There’s excitement in Cummins’ tone when she speaks. Guns ‘N Hoses isn’t just your average promotion. As a police officer, she knows the storied history and importance of an event like this. On Wednesday, Nov. 22, thousands will be in the stands watching from the Scottrade Center in St. Louis.
“Guns ‘N Hoses hold fights all across the U.S. And every year, the day before Thanksgiving, they do boxing and MMA fights, and it’s always police versus firefighters,” explained Cummins. “It’s to raise money for ‘Backstoppers,’ which is an amazing organization that raises money for the families of fallen first-responders. They’ve been doing this for 31 years.
“It’s always been my dream to fight for this event and represent my police department and the thin blue line. And I’ve never been able to, because it’s always been an amateur boxing and MMA event and I turned pro before I became a police officer. This year, they announced for the first time they’ll have pro fights, so immediately I contacted the promoter and said [to] please get me a fight.”
The thin blue line is a term used to represent the fragile ground police officers walk on a daily basis. They risk their lives to protect the community. Sacrifices are made by officers, and unfortunately too many come at the cost of their own lives. As a seven-year police veteran, Cummins has walked this line and recently lost a fellow brother in arms. This fight will be for him, as well as the many others who have fallen.

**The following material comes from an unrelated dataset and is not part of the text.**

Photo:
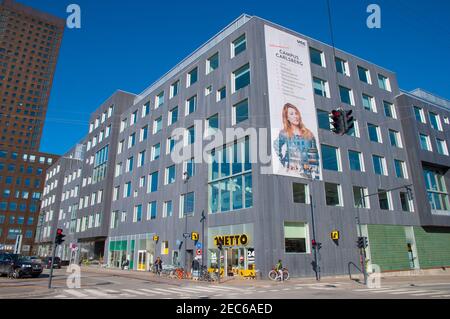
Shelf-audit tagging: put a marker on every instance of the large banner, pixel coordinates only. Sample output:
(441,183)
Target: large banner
(295,145)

“For the seven years I’ve been a police officer, I always go into my fights saying I fight to represent all my brothers and sisters in blue and my fallen brothers and sisters in blue,” said Cummins. “Last year, officer Blake Snyder of my police department was shot and killed in the line of duty, and I was able to honor him in my Invicta fight this past March. It was very important for me to be able to do that for Blake and his family and my department. I wanted everyone to know he was a hero. And now, [it’s very important for me] to fight for a promotion where 100 percent of the purpose and the cause of this promotion is to represent all the first-responders, just like Blake, who gave the ultimate sacrifice to keep the public safe.”

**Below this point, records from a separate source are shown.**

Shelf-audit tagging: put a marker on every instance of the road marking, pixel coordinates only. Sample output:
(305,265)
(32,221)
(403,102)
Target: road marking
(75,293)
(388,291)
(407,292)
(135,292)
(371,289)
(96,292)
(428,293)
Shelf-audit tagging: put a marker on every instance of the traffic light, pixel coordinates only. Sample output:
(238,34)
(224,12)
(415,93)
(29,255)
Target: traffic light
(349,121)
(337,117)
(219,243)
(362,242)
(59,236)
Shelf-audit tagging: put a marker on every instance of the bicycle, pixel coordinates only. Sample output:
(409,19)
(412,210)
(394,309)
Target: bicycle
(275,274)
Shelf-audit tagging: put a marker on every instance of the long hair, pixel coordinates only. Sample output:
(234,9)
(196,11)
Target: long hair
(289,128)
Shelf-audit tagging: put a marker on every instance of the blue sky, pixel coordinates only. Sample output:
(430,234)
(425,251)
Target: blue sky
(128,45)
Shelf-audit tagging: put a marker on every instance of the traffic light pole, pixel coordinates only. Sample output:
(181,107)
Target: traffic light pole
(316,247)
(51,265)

Public safety is the focus of Cummins and her fellow officers in the St. Louis Police Department on a daily basis. There have been insurmountable gains made not just in the safety of citizens, but in the relationships between citizens and officers. Turn on the cable news these past few years and you might find that statement surprising, but Cummins is setting the record straight on any negative perceptions the media tries to make.
“I think from the media, they give St. Louis sort of a bad rap with the relationship between the community and the police,” said Cummins. “They say it’s not well, and I honestly don’t agree with a lot of it. I think ever since Ferguson, the community and police relations have gotten so much better. I’ve seen so many positive things within the community between the police and everyone else.
“I think every year it’s gotten better and we’re all coming together. It’s frustrating, but that’s the world we live in, where the media has their own agenda. And I’m really proud of my city and my department. How much we’ve done together as a whole and to have a positive influence on kids at a young age, so they grow up knowing they can come for help and not be afraid and know we’ll always be there to help.”
Renewed optimism is a reason Guns ‘N Hoses is looking to have its biggest event in 31 years. The community is rallying around the first-responders on the card. The chance to fight for a big show and under bright lights is just an added bonus for a fighter like Cummins.